Delaying treatment may increase the need for bowel resection in patients surgically treated for complete small bowel obstruction

Some patients with symptoms of complete small bowel obstruction, such as abdominal pain and distention, nausea, and vomiting, do not respond to conservative measures, such as bowel rest and decompression. Physicians may need to be cautious about postponing surgery beyond 24 hours on these patients, concludes a study supported by the Agency for Healthcare Research and Quality (HS09698), because patients with delayed surgery suffer higher complication rates such as wound infection, longer hospital stays, and death.

Nina A. Bickell, M.D., M.P.H. of the Mount Sinai School of Medicine, and colleagues studied the management and outcomes of 141 patients who were surgically treated for complete small bowel obstruction at two hospitals. They abstracted detailed clinical and time data from their medical records and calculated their risk of resection (surgical removal of the diseased portion of the bowel). They also determined factors affecting time to treatment. Of all patients treated surgically for obstruction, 45 percent underwent resection. Resected patients had longer (11 vs. 8 days) and more complicated (31 vs. 14 percent were in the intensive care unit) hospital stays.
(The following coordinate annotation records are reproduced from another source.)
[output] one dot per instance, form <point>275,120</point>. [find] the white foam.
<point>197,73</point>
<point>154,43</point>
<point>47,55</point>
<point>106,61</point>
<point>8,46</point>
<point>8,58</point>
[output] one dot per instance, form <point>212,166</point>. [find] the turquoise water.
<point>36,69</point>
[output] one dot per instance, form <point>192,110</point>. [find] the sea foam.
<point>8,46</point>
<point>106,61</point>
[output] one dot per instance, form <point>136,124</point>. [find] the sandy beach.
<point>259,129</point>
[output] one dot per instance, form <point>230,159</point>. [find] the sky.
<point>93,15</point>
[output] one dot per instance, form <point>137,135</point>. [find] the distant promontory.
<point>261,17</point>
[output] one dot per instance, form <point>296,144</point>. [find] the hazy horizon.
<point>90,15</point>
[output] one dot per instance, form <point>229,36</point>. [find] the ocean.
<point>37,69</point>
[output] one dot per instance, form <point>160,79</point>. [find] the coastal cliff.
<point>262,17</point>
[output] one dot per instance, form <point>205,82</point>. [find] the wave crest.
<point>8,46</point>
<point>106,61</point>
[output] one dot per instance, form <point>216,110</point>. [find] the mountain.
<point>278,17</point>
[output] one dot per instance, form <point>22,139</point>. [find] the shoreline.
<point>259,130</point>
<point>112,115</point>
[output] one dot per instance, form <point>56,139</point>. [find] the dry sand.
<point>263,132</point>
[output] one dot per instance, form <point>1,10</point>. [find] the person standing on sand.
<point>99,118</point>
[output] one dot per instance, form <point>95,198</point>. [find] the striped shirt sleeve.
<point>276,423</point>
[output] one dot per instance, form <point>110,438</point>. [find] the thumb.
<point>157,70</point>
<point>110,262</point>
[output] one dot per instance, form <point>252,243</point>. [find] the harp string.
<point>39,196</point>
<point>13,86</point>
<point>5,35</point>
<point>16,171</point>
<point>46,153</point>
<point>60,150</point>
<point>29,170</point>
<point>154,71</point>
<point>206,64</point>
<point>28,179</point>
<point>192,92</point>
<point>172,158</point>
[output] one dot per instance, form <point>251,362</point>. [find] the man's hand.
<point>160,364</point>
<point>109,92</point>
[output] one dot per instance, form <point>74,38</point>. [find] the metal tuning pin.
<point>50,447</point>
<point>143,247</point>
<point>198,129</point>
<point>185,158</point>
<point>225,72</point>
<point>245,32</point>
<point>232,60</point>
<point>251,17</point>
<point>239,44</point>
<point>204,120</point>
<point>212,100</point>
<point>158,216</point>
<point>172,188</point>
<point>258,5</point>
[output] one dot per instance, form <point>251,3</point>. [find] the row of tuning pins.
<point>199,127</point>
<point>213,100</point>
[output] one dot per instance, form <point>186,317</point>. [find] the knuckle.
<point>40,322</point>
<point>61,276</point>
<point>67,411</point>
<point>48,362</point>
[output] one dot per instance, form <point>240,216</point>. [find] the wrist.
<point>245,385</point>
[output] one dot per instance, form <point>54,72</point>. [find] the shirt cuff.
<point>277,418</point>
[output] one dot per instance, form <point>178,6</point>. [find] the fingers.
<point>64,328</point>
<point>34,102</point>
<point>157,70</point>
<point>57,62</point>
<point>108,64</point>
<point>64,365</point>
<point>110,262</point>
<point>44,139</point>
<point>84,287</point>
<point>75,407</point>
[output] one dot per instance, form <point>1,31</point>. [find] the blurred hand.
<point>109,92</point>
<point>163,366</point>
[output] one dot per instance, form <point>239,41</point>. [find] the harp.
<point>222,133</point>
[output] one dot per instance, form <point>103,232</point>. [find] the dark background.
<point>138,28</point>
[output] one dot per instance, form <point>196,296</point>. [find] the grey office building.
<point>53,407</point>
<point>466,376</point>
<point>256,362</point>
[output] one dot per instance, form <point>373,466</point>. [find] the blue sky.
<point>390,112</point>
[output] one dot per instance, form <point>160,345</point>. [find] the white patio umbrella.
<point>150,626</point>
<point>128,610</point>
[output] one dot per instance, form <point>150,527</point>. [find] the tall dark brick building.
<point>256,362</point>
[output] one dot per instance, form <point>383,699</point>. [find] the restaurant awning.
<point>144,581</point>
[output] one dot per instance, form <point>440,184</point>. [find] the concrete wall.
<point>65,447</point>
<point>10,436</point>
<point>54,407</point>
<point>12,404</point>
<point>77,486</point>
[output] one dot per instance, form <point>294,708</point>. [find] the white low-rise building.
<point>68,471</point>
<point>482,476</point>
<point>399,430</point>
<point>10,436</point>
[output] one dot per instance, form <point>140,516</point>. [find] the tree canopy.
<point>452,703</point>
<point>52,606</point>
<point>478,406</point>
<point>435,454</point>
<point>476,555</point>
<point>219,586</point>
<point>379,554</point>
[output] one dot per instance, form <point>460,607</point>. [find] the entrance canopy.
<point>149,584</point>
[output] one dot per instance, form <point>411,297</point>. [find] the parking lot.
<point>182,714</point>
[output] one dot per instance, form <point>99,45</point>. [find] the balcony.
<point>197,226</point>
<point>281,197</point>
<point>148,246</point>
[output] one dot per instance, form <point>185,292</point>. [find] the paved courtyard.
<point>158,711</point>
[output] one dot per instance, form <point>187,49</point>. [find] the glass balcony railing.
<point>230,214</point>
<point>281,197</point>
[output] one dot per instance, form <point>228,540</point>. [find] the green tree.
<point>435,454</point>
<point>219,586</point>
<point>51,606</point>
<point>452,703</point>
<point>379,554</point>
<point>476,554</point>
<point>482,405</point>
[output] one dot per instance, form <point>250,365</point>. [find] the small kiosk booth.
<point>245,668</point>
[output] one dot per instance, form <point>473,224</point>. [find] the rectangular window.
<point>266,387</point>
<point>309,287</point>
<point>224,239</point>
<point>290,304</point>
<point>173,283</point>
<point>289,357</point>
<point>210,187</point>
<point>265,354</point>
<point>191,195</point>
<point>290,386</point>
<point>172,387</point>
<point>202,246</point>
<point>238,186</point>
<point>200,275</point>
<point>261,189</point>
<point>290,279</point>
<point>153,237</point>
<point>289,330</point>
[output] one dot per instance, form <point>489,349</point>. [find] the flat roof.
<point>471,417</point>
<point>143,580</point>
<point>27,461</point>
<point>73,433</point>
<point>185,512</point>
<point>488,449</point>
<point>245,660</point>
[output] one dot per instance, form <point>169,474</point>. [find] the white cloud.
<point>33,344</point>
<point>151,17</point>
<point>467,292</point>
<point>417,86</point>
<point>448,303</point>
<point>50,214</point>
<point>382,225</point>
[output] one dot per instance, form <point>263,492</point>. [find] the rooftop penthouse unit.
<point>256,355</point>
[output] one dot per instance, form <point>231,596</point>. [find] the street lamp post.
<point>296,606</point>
Time to surgery, not clinical factors, was associated with risk of resection. Risk of resection was 4 percent among patients with 24 hours of unresponsive symptoms, but increased to 10 to 14 percent through 96 hours, then dropped slightly, but did not disappear. Patients treated first with a tube to drain gastrointestinal contents and decompress the bowel had longer times between first examination and operation (system-time of 40.6 vs. 10.2 hours), but this was not associated with an increased resection risk. System-times were shorter among patients seen first in the emergency department (median of 25.7 vs. 59.7 hours).

See "Influence of time on risk of bowel resection in complete small bowel obstruction," by Dr. Bickell, Alex D. Federman, M.D., M.P.H., and Arthur H. Aufses Jr., M.D., F.A.C.S., in the December 2005 Journal of the American College of Surgeons 201, pp. 847-854.